45歳を超えてから重くなってきた生理前のPMS。「はい~、腰痛、きた~」やす子のように明るく迎えることにした
世間から「大丈夫?」と思われがちな生涯独身、フリーランス、40代の小林久乃さんが綴る“雑”で“脱力”系のゆるーいエッセイ。「人生、少しでもサボりたい」と常々考える小林さんの体験談の数々は、読んでいるうちに心も気持ちも軽くなるかもしれません。第20回は「生理中のおばさん、ダウンして良し」です。。 * * * * * * * ◆10代と40代の生理は違う 某日、某飲み会の前日。何となく予想はあったけど、ややペースが乱れてきた生理がやってきた。 (あ~。来ちゃったか……) カレンダーを見ながら落胆。飲み会はラジオ局と出版社による小規模のビジネス飲み会で、主催者は私だ。参加者の数名は全員男性。それなりに忙しい人たちのスケジュールを調整したので、前日に自分の体調を理由に中止するのも言いづらい。結局、生理中だけは少量にしている酒を飲んで、翌日はぐったりしていた。 昨今、女性の生理をもっと重んじるべきだという風潮がある。10代から生理の重さに苦労してきたので、私もその意見には同意しているはず。なのにいざ自分がその状況に立ったら、自分が生理であるとは言えなかった。仕事に影響があるかもしれないと思うと、つい弱気になってしまった。下請けの身分とはこういう時に辛いと思う。 (私が20代だったら、平気のへっちゃらで飲み会も参加したんだろうな……) 45歳を超えてから生理の症状(腰痛、食欲増進、気分のアップダウン、だるさなど)を超えるのがキツくなってきた。そりゃそうだ。生理は1カ月に一回、子宮内膜が血液とともに体外へ排出されること……というシステムは変わらないのに、10代と40代では構える体力が違うのだから。

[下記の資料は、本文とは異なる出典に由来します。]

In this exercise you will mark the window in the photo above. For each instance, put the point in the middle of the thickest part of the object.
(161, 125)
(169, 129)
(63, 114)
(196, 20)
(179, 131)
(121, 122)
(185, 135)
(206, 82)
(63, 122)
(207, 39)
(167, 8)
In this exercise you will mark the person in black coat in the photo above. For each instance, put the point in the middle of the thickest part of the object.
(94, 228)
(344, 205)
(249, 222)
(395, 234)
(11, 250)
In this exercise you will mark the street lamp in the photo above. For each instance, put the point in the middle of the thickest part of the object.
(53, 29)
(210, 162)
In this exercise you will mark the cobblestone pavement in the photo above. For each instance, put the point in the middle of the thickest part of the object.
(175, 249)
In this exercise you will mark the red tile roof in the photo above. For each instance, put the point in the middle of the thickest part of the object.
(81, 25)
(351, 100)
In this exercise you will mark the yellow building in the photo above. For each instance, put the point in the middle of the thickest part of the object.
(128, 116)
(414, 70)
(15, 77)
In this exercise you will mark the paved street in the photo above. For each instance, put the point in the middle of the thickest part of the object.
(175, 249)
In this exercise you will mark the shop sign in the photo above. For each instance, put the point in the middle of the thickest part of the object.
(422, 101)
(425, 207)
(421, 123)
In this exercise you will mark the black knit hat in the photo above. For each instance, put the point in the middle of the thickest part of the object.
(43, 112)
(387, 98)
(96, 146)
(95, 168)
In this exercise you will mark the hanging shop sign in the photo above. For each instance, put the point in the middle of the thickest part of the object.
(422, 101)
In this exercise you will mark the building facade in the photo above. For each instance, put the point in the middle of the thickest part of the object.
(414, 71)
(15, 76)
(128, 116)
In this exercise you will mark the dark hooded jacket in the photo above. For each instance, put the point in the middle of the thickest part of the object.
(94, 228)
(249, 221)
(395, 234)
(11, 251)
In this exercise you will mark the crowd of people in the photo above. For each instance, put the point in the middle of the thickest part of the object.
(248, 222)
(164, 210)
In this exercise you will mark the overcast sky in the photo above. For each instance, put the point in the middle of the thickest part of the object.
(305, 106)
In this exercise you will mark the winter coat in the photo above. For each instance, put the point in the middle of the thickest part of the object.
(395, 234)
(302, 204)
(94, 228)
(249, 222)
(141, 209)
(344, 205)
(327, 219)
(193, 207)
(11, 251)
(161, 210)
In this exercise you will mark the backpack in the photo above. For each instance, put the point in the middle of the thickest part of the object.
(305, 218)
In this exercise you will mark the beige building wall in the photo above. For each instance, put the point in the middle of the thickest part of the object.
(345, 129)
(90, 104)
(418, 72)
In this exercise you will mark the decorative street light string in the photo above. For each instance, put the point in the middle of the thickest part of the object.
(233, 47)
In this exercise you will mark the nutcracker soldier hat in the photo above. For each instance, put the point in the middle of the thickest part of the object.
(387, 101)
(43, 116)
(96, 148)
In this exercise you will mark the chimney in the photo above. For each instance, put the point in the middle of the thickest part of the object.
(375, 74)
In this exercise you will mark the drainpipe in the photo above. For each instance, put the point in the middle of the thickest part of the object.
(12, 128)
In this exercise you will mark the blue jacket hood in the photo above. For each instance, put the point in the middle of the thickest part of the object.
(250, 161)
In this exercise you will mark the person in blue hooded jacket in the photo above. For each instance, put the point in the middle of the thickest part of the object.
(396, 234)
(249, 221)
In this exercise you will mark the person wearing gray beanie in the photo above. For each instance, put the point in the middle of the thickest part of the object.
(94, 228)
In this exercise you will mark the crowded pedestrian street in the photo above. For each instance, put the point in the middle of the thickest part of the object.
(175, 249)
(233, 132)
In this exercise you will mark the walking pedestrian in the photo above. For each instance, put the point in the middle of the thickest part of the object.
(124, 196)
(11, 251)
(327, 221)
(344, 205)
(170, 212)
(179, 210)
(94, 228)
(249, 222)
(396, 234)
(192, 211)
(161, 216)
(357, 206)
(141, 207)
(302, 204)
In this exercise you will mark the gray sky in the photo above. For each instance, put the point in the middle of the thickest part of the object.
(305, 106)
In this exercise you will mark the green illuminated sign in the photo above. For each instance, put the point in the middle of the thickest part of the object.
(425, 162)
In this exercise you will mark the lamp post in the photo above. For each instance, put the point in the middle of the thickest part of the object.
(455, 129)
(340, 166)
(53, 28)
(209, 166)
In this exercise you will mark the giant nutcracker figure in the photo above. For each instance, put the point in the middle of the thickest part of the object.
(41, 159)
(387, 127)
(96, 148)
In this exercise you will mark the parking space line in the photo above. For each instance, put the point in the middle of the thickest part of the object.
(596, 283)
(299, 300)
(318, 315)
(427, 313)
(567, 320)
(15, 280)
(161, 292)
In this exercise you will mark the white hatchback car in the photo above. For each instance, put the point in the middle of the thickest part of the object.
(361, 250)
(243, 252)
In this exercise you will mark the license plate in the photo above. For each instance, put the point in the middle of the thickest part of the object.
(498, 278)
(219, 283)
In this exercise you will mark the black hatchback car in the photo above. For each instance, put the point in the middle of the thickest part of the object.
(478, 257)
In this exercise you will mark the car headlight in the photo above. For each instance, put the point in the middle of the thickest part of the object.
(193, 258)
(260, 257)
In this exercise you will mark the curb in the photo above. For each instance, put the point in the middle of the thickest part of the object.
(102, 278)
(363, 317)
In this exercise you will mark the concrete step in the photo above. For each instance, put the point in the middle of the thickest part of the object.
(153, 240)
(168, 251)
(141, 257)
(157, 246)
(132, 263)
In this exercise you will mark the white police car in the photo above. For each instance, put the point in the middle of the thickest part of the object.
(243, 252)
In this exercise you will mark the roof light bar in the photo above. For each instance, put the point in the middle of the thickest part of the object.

◆PMS実況中継 30歳で軽度の子宮内膜症が発覚して以降、ピルと加味逍遙散(かみしょうようさん)という漢方薬を服用している。産婦人科へ通院するのは面倒だけど、この2点のおかげで生理の辛さは半減。経血量もナプキン1日1個程度で済むし、おおよその経血スケジュールはズレない。 それが45歳を超えた頃、どうも様子がおかしくなってきた。いわゆるPMS(月経前症候群)と、お年頃による更年期のような症状も併発。その様子を実況中継したい。 まずは生理の1週間前から「今、成長期ですか?」というくらい、無駄に食欲が勃発。食欲の増加はSNSでもよく見かける症状だ。この時期だけ、一人暮らしのエンゲル係数が右肩あがりになってしまう。 (私の1カ月の売り上げもこうなったらいいのに) そう思いながら、昼食後にアイスとおにぎりを追加。食べた後に残るのは後悔の念のみ。食欲は増えているのに、体が溜め込む期間になる生理。加えて手強い便秘もやってくる。 そして面倒なのが、気分のアップダウン。人にもよると思うが、朝から晩まで悲劇のヒロイン化して、余分なことを考えてしまう。普段ならすぐに流すようなことも、脳裏から離れることがない。 (……私、結婚も出産もしないで、人生落ちぼれだよね……。ごめんね、お母さん……) (メールの返信は遅い、言い訳三昧のこいつめ、二度と仕事しない!) 悲劇のヒロインは止まることがない。こういう時は一人でいると心理状態がますます悪化していくので、酒場に出るか、寝る。ちなみに酒場に出かけた帰りは、旺盛な食欲によりコンビニで爆買いも敢行される。 あとはとにかく体がだるく、許されるのならずっと横になっていたい。先月の生理期間はこの症状に加えて、魔の低気圧も重なった。こうなると (体が床に吸い込まれているんじゃないだろうか) と思うほど、眠気が増す。ここまでくると、何もかもあきらめて寝る。すると生理前日を迎えて、腰にちょっとした違和感が起きる。出血のサインだ。最近は若干の痛みを伴うようになってきたので、鎮痛剤も出動する。で、出血が始まると一気に体が楽になる。 「昨日までの私、一体何だったのかしら? は? 結婚? いやだよ、今さら。私の人生を邪魔されたくはないもん。メール返信? 時には遅くもなるよねえ」 ハイジのようにスキップしたくなるほど、心身ともに快適。便秘も解消、食事も美味しい。これもピルを飲んでいるからなのかわからないが、私に至っての経過。通常は出血してからも大変だと聞くので、本当に生理とは苦行。毎月訪れる滝行だ。 XとY。染色体のちょっとした組み合わせによって、XとXになっただけなのに、毎月病気にかかっているものなのだ。